Due to VADD, VSUB, VMUL can executed on more ports than VINSERT.
We tend to remove FADD/FSUB/FMUL handling from combineConcatVectorOps.
More details pls refer to fb91f0
Problems
1 This patch cause affected tests generated worse code. We need to fix it.
PS: After fb91f0 there is another 649b14 optimize these tests
2 We may also need to root cause why middle end vector optimization didn't work for there cases.

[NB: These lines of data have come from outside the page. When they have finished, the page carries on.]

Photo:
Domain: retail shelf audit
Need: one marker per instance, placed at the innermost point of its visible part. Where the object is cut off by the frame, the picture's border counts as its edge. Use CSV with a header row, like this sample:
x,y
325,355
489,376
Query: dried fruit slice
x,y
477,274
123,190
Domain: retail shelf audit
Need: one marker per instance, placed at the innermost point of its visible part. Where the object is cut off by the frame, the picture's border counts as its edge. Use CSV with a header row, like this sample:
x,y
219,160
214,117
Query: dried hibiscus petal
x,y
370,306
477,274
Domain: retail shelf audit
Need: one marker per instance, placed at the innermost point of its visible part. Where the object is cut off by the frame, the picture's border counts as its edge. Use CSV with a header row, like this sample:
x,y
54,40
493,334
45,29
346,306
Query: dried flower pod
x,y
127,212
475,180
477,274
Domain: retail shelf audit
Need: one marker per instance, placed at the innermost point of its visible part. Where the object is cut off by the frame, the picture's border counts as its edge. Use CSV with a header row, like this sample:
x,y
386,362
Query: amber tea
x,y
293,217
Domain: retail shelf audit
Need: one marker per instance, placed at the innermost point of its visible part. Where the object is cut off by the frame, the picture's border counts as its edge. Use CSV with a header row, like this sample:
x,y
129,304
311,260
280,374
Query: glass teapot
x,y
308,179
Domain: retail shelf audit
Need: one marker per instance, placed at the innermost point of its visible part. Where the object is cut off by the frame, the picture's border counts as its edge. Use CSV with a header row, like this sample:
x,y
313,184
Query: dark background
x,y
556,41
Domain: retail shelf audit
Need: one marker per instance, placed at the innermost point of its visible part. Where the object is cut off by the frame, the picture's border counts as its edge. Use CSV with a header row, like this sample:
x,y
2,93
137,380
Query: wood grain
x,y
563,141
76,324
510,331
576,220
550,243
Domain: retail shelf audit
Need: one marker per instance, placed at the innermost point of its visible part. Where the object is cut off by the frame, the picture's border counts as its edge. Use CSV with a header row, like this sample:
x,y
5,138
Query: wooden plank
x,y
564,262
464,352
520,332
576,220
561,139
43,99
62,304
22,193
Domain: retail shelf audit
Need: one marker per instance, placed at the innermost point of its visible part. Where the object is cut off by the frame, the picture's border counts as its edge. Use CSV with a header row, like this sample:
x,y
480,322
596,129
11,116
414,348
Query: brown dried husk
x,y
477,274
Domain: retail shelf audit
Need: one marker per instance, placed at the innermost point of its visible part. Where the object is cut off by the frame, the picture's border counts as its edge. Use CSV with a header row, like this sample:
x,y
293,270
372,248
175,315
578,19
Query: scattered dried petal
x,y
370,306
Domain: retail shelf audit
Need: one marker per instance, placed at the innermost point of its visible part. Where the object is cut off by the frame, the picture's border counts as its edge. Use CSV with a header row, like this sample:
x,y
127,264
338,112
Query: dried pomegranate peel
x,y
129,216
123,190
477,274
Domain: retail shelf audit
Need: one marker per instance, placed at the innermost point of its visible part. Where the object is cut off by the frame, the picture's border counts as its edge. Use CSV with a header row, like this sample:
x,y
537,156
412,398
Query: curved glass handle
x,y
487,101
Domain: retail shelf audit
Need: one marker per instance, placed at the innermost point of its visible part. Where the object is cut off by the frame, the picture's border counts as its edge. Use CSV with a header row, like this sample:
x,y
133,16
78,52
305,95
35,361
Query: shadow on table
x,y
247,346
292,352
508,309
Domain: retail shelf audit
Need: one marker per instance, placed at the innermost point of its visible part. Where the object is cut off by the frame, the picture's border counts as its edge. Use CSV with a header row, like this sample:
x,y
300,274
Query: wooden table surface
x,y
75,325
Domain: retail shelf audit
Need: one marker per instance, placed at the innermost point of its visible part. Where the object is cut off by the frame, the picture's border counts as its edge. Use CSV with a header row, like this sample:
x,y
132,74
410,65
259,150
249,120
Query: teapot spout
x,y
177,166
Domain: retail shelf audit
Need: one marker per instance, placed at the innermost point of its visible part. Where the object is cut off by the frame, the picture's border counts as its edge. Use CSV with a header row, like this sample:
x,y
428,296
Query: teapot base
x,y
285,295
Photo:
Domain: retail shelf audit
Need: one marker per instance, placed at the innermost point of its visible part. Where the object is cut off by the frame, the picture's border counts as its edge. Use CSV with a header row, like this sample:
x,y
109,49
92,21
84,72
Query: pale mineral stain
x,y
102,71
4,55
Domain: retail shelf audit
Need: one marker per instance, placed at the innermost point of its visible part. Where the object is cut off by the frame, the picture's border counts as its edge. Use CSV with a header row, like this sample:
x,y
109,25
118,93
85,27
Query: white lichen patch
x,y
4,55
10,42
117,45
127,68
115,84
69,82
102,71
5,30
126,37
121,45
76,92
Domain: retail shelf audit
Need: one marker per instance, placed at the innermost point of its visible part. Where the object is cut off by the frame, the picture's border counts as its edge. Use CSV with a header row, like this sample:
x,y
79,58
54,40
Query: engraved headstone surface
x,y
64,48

For example, llvm/test/CodeGen/X86/widen_fadd.ll function widen_fadd_v2f32_v8f32
was not be optimized (in avx mode)
from
define void @widen_fadd_v2f32_v8f32(ptr %a0, ptr %b0, ptr %c0) {
%a2 = getelementptr inbounds i8, ptr %a0, i64 8
%b2 = getelementptr inbounds i8, ptr %b0, i64 8
%c2 = getelementptr inbounds i8, ptr %c0, i64 8
%a4 = getelementptr inbounds i8, ptr %a0, i64 16
%b4 = getelementptr inbounds i8, ptr %b0, i64 16
%c4 = getelementptr inbounds i8, ptr %c0, i64 16
%a6 = getelementptr inbounds i8, ptr %a0, i64 24
%b6 = getelementptr inbounds i8, ptr %b0, i64 24
%c6 = getelementptr inbounds i8, ptr %c0, i64 24
%va0 = load <2 x float>, ptr %a0, align 4
%vb0 = load <2 x float>, ptr %b0, align 4
%va2 = load <2 x float>, ptr %a2, align 4
%vb2 = load <2 x float>, ptr %b2, align 4
%va4 = load <2 x float>, ptr %a4, align 4
%vb4 = load <2 x float>, ptr %b4, align 4
%va6 = load <2 x float>, ptr %a6, align 4
%vb6 = load <2 x float>, ptr %b6, align 4
%vc0 = fadd <2 x float> %va0, %vb0
%vc2 = fadd <2 x float> %va2, %vb2
%vc4 = fadd <2 x float> %va4, %vb4
%vc6 = fadd <2 x float> %va6, %vb6
store <2 x float> %vc0, ptr %c0, align 4
store <2 x float> %vc2, ptr %c2, align 4
store <2 x float> %vc4, ptr %c4, align 4
store <2 x float> %vc6, ptr %c6, align 4
ret void
}to
define void @widen_fadd_v2f32_v8f32(ptr %a0, ptr %b0, ptr %c0) {
%va0 = load <8 x float>, ptr %a0, align 4
%vb0 = load <8 x float>, ptr %b0, align 4
%vc0 = fadd <8 x float> %va0, %vb0
store <8 x float> %vc0, ptr %c0, align 4
ret void
}
Add comments to address that the shuffle instructions throughput is less than fadd/fsub/fmul instruction?